Courts system rolls on out

Any delays to the Department for Courts' controversial Case Management System were caused by legislative changes or motivated by the desire to take a prudent approach to development and testing, says the department.

Any delays to the Department for Courts’ controversial Case Management System were caused by legislative changes or motivated by the desire to take a “prudent, careful, common sense, ‘belt and braces’ approach” to development and testing, says the department.

“The only challenges faced by the developers were those common to large and complex systems,” Courts says, in a statement through communications staffer Donna Kieboom.

“There were no changes of direction or priority during the development process.”

CMS has been implemented in all 62 civil courts and some family and criminal courts. A further stage in what Courts calls “the criminal rollout” was planned for September 1. The final stage of criminal-court implementation is set for October 6 and all courts are scheduled to be on the new system by November.

Courts specifically denies a report that the system was first developed using PowerBuilder then switched to Java. The system was developed using Java, incorporating Weblogic and Oracle, its statement says. CMS is browser-based with an Oracle database that includes case information for all jurisdictions.

The department suggests users are pleased with the new system, but refused Computerworld’s request for direct interviews with end users or development staff.

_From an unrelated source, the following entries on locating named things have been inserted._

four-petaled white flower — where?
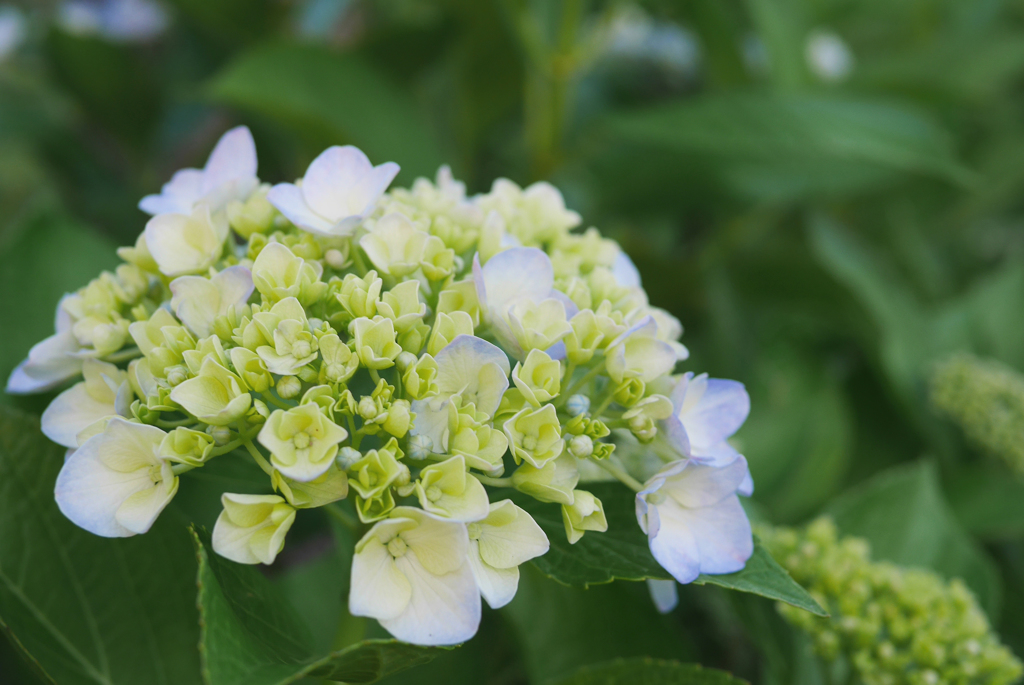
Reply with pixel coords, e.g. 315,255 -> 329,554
6,295 -> 83,395
41,359 -> 134,447
411,335 -> 510,453
138,126 -> 259,215
467,500 -> 550,609
660,372 -> 751,473
266,145 -> 398,236
54,417 -> 178,538
171,266 -> 253,338
348,507 -> 480,645
636,457 -> 754,583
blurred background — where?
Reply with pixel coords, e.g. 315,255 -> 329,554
0,0 -> 1024,683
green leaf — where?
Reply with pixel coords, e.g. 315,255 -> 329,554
505,483 -> 827,616
209,43 -> 444,183
501,565 -> 697,683
0,406 -> 200,685
0,212 -> 118,403
607,92 -> 973,199
552,658 -> 746,685
826,462 -> 1001,618
194,531 -> 445,685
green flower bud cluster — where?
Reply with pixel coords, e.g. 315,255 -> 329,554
931,354 -> 1024,474
758,518 -> 1024,685
25,132 -> 720,639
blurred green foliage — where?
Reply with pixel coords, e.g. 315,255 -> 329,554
0,0 -> 1024,685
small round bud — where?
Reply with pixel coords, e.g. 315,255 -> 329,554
358,395 -> 377,421
324,248 -> 346,270
334,445 -> 362,471
569,435 -> 594,459
278,376 -> 302,399
394,352 -> 419,372
565,394 -> 590,417
206,426 -> 231,444
407,435 -> 431,461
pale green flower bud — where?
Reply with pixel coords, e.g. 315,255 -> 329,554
504,404 -> 565,468
623,395 -> 673,442
420,236 -> 462,281
259,401 -> 348,482
512,452 -> 580,505
335,271 -> 384,318
227,183 -> 276,240
407,435 -> 433,462
230,347 -> 274,392
319,333 -> 359,384
611,378 -> 647,406
334,445 -> 362,471
213,493 -> 295,564
568,435 -> 594,459
157,427 -> 216,466
415,457 -> 489,521
381,399 -> 415,438
512,349 -> 562,406
252,243 -> 328,306
348,438 -> 409,500
562,490 -> 608,545
278,376 -> 302,399
377,281 -> 427,334
565,394 -> 590,417
758,518 -> 1024,685
427,311 -> 473,355
351,316 -> 401,370
171,358 -> 252,426
437,279 -> 480,326
206,426 -> 231,445
931,354 -> 1024,473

Instead the department provided, by email, prepared one-line statements from users, which stressed the increased speed and ease of use that CMS has brought.

The complexity of the project increased with the passing of the Sentencing and Parole Acts, Courts says. “They required the introduction of new sentences and the ending of existing sentences for other than historical or reporting purposes. They also required changes to the interfaces with Police, Corrections and Collections, and various new document templates to cover the new sentences.

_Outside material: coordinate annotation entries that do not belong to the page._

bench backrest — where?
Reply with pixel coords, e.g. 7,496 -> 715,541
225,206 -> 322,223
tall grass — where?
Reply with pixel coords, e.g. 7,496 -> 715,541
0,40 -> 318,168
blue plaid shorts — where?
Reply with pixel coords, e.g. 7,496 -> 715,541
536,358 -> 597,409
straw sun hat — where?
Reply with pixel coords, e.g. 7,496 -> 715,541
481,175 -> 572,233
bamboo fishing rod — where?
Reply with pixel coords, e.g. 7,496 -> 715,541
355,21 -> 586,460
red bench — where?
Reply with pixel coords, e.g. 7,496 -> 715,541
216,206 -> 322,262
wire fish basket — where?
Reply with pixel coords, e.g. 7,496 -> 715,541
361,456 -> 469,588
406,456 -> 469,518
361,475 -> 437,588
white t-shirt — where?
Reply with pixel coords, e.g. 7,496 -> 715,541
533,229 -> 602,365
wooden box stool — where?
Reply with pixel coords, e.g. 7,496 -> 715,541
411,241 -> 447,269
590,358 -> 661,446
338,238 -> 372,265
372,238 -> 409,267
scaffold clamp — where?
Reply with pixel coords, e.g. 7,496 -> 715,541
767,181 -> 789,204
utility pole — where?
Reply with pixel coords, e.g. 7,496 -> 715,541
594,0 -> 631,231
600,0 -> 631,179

“During first use of the system in two pilot courts, it was clear that a ‘big bang’ rollout would stretch project support personnel and resources. It was decided to move to a staged rollout to ensure robust support was available to each court as it went ‘live’ on CMS. Refining functionality, including interfaces to improve user and system effectiveness, identified in user testing, and the move to a staged rollout meant that the project would take longer than originally envisaged.

“With change of this magnitude, the department is deliberately taking a prudent, careful, common sense, ‘belt and braces’ approach. Put plainly, the department makes no apology for taking a cautious approach to change of this magnitude and for putting community safety to the forefront.”

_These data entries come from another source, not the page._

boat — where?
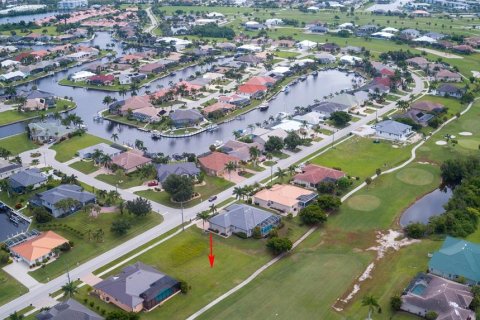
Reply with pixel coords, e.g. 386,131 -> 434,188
258,102 -> 269,111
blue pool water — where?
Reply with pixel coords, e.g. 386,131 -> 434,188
412,283 -> 426,296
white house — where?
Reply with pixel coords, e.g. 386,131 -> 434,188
372,120 -> 414,141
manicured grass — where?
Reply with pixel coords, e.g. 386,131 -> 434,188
311,137 -> 412,180
51,133 -> 111,162
30,210 -> 163,282
0,133 -> 38,155
0,100 -> 75,126
135,176 -> 234,208
70,160 -> 100,174
95,171 -> 148,189
0,269 -> 28,305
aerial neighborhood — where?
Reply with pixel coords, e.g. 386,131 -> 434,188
0,0 -> 480,320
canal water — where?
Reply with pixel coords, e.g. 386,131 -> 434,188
0,32 -> 354,155
400,189 -> 452,227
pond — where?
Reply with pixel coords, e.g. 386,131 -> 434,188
400,189 -> 452,227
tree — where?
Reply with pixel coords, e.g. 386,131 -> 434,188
317,194 -> 342,212
32,207 -> 53,223
300,204 -> 327,225
405,222 -> 427,239
283,131 -> 302,151
162,174 -> 194,202
330,111 -> 352,127
425,311 -> 438,320
110,219 -> 132,236
265,136 -> 283,152
61,280 -> 78,298
267,237 -> 293,255
197,211 -> 210,231
125,197 -> 152,217
362,295 -> 379,320
390,295 -> 402,311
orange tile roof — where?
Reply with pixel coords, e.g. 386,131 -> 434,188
10,231 -> 68,261
255,184 -> 312,207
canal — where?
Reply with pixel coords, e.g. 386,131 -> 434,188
0,32 -> 354,155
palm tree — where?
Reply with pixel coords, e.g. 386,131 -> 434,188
110,133 -> 118,142
62,280 -> 78,298
362,295 -> 379,320
197,211 -> 210,231
275,167 -> 287,183
225,161 -> 237,180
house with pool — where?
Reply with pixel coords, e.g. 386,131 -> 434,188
428,237 -> 480,285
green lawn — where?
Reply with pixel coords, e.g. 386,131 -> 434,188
51,133 -> 111,162
70,160 -> 100,174
0,133 -> 38,155
0,269 -> 28,305
78,215 -> 307,320
95,170 -> 148,189
0,100 -> 75,126
135,176 -> 234,208
30,210 -> 163,282
311,137 -> 412,180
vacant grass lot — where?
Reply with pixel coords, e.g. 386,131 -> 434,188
51,133 -> 111,162
0,100 -> 75,126
30,210 -> 163,282
0,133 -> 38,155
136,176 -> 234,208
0,269 -> 28,305
311,137 -> 412,180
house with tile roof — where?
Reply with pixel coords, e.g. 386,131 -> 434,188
8,168 -> 47,193
112,150 -> 152,173
30,184 -> 96,218
400,273 -> 475,320
93,262 -> 180,312
198,151 -> 240,176
208,204 -> 281,237
428,237 -> 480,285
253,184 -> 318,215
293,164 -> 345,189
10,231 -> 68,266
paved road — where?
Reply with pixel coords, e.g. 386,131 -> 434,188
0,74 -> 425,317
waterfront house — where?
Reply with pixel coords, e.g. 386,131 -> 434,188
10,231 -> 68,267
208,204 -> 281,237
157,162 -> 200,184
198,151 -> 240,176
35,298 -> 104,320
400,273 -> 475,320
428,237 -> 480,285
112,150 -> 152,173
293,164 -> 345,189
372,120 -> 414,141
0,158 -> 23,180
8,168 -> 47,193
253,184 -> 317,215
93,262 -> 180,312
30,184 -> 96,218
170,109 -> 204,128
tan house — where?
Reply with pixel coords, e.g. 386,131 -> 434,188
253,184 -> 317,215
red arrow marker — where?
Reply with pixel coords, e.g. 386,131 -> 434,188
208,233 -> 215,268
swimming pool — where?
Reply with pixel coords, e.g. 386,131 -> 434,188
410,283 -> 427,296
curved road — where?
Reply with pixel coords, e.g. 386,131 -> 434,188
0,74 -> 425,318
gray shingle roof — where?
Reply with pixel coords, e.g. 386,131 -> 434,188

The move to “active” case management is the principal change underlying Courts’ modernisation programme.

“[It] will reduce delays in the court system and provide a better, more timely and consistent service to court users,” says the department. Paper files are still the official record.

“The party filing the documents leaves the court knowing what happens next and who the case officer is. The case officer manages further intervention. The system monitors case progression, to ensure directions ordered by the judge have been complied with. If this has not happened it generates an alert so case officers can ensure parties are ready to proceed. This reduces delays in the hearing of cases.”

Court staff now update hearing results or decisions into CMS in real time. The system then generates the required documentation, such as warrants for imprisonment or bail bonds.

The court “taker” has access to the sitting schedules for all courts and can programme hearings for cases that are to be transferred.

CMS replaces the legacy LES (Law Enforcement System) for criminal matters and standalone databases for other jurisdictions. All applications, whatever the jurisdiction, are now entered into 3eCMS.